History of Machine Learning
The term machine learning was first introduced by Arthur Samuel in 1959. He was an American pioneer in the field of computer gaming and artificial intelligence.
Definition of Machine Learning
Machine Learning is said as a subset of artificial intelligence that is mainly concerned with the development of algorithms which allow a computer to learn from the data and past experiences on their own.
So the next questions raises that,
Q1) How do machines learn?
-> Well the answer is from the Training Data. Data scientists uses data to train machine learning models that can make predictions based on the relationships they find in the data.
Q2) How does Machine Learning work ?
-> Before we dive down into how it’s work we have to understand about Machine learning models.
Machine learning models
A Machine Learning system learns from trained data using algorithm, and whenever it receives new data, predicts the output for it.

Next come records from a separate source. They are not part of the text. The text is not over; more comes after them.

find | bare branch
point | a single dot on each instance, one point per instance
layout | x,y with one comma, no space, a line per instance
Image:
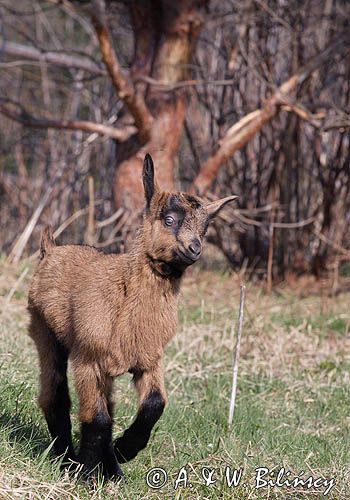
59,58
27,119
238,135
126,91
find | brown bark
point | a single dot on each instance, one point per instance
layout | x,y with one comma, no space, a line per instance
166,35
126,91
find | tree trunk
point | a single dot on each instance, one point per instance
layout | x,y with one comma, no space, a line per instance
166,33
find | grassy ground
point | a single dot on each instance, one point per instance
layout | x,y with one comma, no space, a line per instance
292,407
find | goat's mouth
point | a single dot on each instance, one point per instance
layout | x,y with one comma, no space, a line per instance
185,258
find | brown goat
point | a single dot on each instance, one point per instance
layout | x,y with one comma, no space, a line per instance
112,314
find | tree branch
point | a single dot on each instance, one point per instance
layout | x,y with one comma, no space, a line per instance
27,119
246,128
125,89
59,58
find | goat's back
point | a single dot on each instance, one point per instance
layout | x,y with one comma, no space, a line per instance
77,291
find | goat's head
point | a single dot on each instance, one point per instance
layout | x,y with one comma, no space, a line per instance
174,225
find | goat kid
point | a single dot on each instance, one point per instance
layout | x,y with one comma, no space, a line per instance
112,314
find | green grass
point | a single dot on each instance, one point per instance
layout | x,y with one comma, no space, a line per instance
292,406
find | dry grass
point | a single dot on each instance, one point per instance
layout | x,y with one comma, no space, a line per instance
291,403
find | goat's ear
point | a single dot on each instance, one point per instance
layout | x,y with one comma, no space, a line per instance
214,207
148,179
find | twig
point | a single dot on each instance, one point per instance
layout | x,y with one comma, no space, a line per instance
90,233
111,219
17,250
271,244
24,117
236,355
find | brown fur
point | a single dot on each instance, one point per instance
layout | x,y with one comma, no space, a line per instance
113,313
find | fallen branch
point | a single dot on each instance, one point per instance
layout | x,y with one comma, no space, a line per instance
236,355
29,120
240,133
125,89
58,58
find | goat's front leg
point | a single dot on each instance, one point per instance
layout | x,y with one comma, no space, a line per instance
96,446
152,400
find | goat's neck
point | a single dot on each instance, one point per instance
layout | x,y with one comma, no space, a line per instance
141,271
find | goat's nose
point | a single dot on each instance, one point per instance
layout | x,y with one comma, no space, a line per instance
195,247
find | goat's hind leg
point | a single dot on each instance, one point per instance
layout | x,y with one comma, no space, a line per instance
54,395
152,400
96,446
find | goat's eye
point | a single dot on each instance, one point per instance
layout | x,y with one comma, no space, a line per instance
169,220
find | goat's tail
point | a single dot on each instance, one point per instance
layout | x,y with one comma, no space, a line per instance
47,242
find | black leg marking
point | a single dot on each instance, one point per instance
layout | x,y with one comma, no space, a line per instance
136,437
96,448
57,415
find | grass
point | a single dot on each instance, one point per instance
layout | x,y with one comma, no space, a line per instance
292,406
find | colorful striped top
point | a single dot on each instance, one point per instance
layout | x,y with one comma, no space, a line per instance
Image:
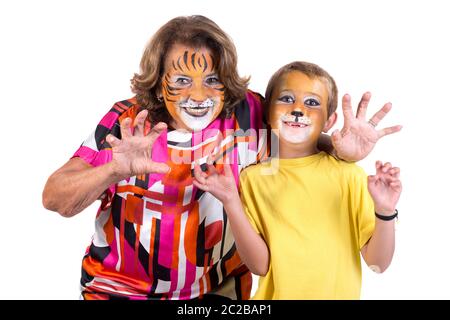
157,236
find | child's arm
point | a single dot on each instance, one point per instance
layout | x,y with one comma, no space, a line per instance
385,188
251,247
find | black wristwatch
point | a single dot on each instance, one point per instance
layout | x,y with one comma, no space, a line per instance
387,218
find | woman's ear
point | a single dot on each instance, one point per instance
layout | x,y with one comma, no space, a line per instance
330,122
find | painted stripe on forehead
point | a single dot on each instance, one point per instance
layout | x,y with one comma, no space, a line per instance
193,60
205,63
173,65
185,59
178,64
167,95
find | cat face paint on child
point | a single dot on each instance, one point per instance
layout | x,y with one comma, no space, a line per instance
192,91
299,108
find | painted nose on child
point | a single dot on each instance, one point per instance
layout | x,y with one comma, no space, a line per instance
297,114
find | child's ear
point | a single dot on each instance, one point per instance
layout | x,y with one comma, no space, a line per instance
330,122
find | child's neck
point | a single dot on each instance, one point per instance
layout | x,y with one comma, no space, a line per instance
290,150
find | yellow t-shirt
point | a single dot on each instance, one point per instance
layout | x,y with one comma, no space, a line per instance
315,214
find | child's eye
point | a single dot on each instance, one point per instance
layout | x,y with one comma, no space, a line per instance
212,81
286,99
311,102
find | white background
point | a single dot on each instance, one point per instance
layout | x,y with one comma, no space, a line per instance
64,63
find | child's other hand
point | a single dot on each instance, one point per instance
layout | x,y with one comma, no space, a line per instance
385,188
220,184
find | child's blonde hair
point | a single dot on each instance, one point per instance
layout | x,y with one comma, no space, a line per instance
312,71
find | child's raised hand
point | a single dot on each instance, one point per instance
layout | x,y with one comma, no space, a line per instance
358,137
220,184
385,188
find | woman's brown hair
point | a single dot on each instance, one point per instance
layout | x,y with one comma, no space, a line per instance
195,31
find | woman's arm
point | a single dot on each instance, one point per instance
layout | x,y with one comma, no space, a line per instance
251,247
76,185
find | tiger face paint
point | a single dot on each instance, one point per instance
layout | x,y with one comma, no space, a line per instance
191,88
298,109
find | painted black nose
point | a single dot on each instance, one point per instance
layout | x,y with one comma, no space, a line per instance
297,114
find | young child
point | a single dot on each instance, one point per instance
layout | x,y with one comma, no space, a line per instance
302,228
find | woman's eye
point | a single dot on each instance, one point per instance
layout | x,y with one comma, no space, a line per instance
182,81
212,81
287,99
312,102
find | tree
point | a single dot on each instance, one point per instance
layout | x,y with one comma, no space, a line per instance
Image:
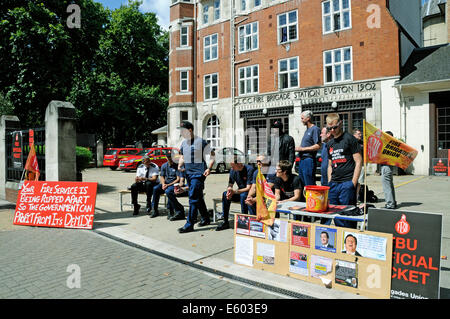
113,69
39,54
125,94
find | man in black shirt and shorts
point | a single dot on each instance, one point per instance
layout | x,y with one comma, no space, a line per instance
344,167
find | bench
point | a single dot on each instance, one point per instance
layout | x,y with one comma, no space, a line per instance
217,201
128,203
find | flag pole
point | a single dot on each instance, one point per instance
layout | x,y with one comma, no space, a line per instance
365,174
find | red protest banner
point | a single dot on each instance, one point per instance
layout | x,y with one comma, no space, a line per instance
56,204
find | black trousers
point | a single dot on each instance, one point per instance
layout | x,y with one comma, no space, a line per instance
146,187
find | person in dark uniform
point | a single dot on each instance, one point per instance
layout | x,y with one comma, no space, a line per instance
344,167
241,175
269,174
281,146
168,178
308,149
325,137
193,151
288,186
146,179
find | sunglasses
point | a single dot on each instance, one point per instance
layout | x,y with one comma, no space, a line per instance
329,128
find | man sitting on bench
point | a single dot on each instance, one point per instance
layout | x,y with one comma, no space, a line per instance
241,175
168,178
146,178
269,174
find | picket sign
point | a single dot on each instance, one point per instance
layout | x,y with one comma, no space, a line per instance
56,204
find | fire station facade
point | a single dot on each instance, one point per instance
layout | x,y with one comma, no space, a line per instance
236,66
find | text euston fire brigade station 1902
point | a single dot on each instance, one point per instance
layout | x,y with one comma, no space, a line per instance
309,93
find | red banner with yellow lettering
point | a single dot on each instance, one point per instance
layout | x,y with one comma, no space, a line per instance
266,203
381,148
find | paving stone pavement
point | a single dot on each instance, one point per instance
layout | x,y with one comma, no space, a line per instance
43,264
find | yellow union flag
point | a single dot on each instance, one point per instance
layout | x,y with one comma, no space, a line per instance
381,148
266,203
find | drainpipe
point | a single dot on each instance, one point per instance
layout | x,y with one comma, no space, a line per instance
402,113
194,65
232,71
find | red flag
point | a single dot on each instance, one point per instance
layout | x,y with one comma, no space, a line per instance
32,164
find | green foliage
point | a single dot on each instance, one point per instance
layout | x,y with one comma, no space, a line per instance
83,158
6,106
114,69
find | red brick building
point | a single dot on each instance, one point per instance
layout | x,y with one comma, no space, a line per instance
238,65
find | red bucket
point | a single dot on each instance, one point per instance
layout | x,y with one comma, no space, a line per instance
316,198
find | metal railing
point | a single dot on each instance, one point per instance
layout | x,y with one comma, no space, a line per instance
15,174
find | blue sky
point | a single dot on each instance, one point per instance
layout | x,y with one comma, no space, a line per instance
160,7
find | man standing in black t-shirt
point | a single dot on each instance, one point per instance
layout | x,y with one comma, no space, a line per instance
344,167
288,186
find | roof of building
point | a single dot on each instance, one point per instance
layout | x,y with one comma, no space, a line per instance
427,65
432,8
161,130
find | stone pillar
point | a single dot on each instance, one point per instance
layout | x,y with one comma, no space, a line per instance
7,122
60,142
100,153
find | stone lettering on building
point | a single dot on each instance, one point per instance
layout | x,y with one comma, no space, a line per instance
320,92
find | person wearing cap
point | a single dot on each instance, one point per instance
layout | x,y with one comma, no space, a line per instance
193,151
325,136
146,179
269,173
240,174
281,146
168,178
308,149
387,181
344,167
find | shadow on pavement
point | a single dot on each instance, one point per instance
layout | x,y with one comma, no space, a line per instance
99,225
408,204
102,189
444,293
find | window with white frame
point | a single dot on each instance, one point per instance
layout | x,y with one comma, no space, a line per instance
287,27
248,37
210,47
338,65
205,13
216,9
211,86
184,81
213,131
243,5
248,80
184,36
336,15
288,73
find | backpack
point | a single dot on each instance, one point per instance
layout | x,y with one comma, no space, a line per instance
370,195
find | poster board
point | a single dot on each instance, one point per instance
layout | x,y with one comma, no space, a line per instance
439,166
260,246
317,253
17,142
416,252
56,204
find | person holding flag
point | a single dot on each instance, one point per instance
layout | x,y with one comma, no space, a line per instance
387,181
266,202
344,167
264,166
32,166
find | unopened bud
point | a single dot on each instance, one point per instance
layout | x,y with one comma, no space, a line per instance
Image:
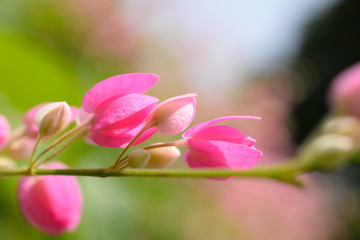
163,157
343,125
329,151
53,118
7,163
175,114
139,158
21,148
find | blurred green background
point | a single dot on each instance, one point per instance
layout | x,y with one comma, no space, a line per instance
57,50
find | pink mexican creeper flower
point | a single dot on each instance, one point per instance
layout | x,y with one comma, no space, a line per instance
52,204
121,111
345,91
119,108
4,131
220,146
174,115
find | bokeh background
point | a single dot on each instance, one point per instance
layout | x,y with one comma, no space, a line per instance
273,59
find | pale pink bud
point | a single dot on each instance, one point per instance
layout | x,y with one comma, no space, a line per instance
21,148
4,131
174,115
29,121
163,157
139,158
52,204
7,163
53,117
345,91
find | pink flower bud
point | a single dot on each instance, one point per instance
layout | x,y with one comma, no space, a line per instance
139,158
29,121
52,204
53,117
21,148
163,157
4,131
119,108
345,91
174,115
220,146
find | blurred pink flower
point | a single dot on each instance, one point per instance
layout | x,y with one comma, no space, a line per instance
174,115
52,204
345,91
119,108
220,146
4,131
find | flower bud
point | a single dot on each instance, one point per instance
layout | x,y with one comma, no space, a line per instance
139,158
52,204
343,125
53,118
4,131
21,148
345,91
175,114
163,157
329,151
7,163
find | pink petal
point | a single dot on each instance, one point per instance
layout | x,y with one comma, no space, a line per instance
189,133
344,91
117,86
4,131
218,154
124,113
175,114
224,133
52,204
121,140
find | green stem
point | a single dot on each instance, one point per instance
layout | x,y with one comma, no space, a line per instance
119,161
285,173
62,149
61,139
32,160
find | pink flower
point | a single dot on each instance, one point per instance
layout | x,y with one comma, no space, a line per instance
119,108
4,131
220,146
52,204
174,115
345,91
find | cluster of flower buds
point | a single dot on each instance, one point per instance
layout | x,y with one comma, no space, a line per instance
116,113
337,141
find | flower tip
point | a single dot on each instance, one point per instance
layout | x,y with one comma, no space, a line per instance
163,157
53,117
174,114
52,204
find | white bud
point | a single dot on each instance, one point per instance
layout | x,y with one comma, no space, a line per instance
53,117
139,158
343,125
163,157
329,151
7,163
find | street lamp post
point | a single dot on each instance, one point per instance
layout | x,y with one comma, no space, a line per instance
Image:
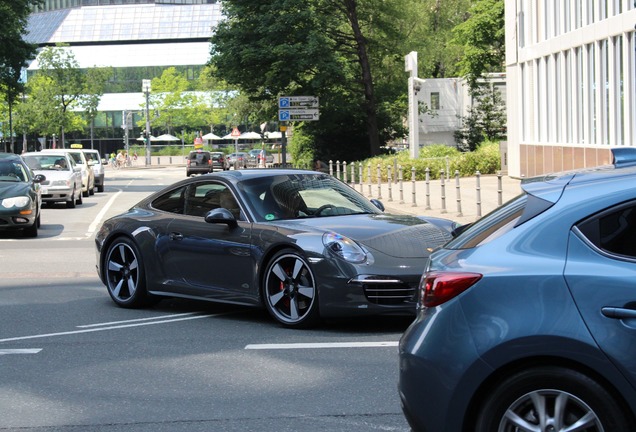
145,85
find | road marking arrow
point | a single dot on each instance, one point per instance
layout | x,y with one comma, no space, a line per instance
21,351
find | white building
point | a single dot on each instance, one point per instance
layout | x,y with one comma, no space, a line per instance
571,81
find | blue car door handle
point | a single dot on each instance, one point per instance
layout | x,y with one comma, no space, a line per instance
618,313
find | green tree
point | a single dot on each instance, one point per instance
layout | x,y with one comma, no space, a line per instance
486,119
15,52
483,37
94,87
292,47
66,85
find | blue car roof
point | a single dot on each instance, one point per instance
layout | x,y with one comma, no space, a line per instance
550,187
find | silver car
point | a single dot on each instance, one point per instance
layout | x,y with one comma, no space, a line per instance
95,162
63,181
88,176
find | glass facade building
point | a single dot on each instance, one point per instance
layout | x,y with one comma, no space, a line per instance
137,39
571,74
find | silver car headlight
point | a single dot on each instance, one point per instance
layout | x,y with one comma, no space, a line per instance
17,202
344,247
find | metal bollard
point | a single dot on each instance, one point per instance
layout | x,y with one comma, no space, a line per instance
379,182
443,186
428,188
389,181
459,194
499,188
400,179
413,183
353,174
478,192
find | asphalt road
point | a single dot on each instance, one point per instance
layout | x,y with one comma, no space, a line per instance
70,360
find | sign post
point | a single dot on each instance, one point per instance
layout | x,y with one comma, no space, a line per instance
235,134
295,108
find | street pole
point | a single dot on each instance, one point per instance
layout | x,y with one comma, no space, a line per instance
146,89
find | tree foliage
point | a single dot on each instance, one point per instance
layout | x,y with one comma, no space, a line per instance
58,92
14,52
483,37
486,119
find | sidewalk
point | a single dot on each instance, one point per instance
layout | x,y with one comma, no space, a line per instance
460,204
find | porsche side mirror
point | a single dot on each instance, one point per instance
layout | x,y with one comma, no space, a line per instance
222,216
378,204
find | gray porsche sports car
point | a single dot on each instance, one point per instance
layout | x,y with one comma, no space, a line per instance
302,244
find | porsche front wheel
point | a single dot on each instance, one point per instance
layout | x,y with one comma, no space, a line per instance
289,290
124,274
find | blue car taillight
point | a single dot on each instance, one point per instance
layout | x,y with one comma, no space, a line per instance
439,287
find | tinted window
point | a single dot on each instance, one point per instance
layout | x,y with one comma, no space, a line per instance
197,199
491,226
613,230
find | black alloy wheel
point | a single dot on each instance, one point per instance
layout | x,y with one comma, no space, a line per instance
124,274
289,290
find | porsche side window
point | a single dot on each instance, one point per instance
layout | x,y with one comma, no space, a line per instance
613,230
171,201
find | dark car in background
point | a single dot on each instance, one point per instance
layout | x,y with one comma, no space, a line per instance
301,244
238,160
20,198
198,162
527,319
219,161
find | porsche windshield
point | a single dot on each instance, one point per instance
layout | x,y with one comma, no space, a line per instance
303,195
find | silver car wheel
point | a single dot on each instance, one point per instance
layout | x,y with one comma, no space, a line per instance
550,411
290,290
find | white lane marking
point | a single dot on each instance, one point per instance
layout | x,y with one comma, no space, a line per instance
114,327
322,345
138,320
21,351
93,226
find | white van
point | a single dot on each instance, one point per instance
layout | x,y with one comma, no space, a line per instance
88,176
94,161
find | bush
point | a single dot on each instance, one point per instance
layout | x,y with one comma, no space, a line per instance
485,159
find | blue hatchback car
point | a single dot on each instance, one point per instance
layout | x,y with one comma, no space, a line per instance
527,319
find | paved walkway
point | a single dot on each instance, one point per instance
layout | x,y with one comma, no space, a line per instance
463,204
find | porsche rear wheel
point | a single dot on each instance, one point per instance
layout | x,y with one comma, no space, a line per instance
124,274
289,290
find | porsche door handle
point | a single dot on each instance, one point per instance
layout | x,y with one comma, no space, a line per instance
176,236
618,313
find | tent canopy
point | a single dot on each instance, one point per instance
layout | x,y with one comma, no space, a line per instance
210,136
152,138
165,137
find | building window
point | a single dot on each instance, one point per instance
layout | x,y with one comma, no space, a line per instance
435,101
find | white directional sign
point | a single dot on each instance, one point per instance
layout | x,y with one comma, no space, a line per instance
298,115
300,102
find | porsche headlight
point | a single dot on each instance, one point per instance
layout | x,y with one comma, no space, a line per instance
17,202
344,247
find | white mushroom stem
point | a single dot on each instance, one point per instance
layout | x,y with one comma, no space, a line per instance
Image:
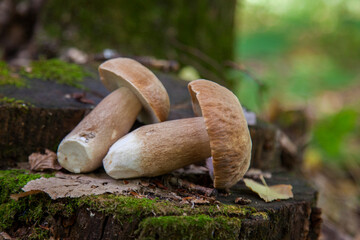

Training Data is a sample of historical data. From the text messages, emails, and social media posts we send to the photographs and videos we take on our phones, we generate massive amounts of information. More data still is created by millions of sensors in our homes, cars, cities, public transport infrastructure, and factories. Training data is further divided into labeled data and Unlabeled data. The accuracy of predicted output depends upon the amount of data, as the huge amount of data helps to build a better model which predicts the output more accurately.
Algorithm used finds relationships between the features of the samples (Input data) and the labeled/training data. Less the time complexity in algorithm, faster the output will be.
Working of Machine learning with example?
Suppose volunteers want to identify different breed of dogs using a phone app.
- A team of dog specialists and data scientists collects photo of different breed of dogs.
- The team labels the samples with the correct breed.
- The labeled data is processed using an algorithm that finds relationships between the features of the samples and the labeled breed.
- The results of the algorithm are encapsulated in a model.
- When new samples are found by volunteers, the model can identify the correct breed label.
Labeled and Unlabeled Data
Unlabeled data — Data which consists of samples of natural or human-created artifacts that you can obtain relatively easily from the world. Some examples of unlabeled data might include photos, audio recordings, videos, news articles, tweets, etc. It just contains the data, and no meaningful “tag,” “label,” or “class” are here.
Labeled data — It takes a set of unlabeled data and put with some sort of meaningful “tag,” “label,” or “class” that is somehow informative or desirable to know.
Type of Machine Learning
3 type of machine learning –
- Supervised learning
- Unsupervised learning
- Reinforcement learning
Supervised learning — This type of learning uses labelled training data.
Unsupervised learning — This type is used where data is unlabeled.
Reinforcement learning — Used where some data are labeled and some are data unlabeled.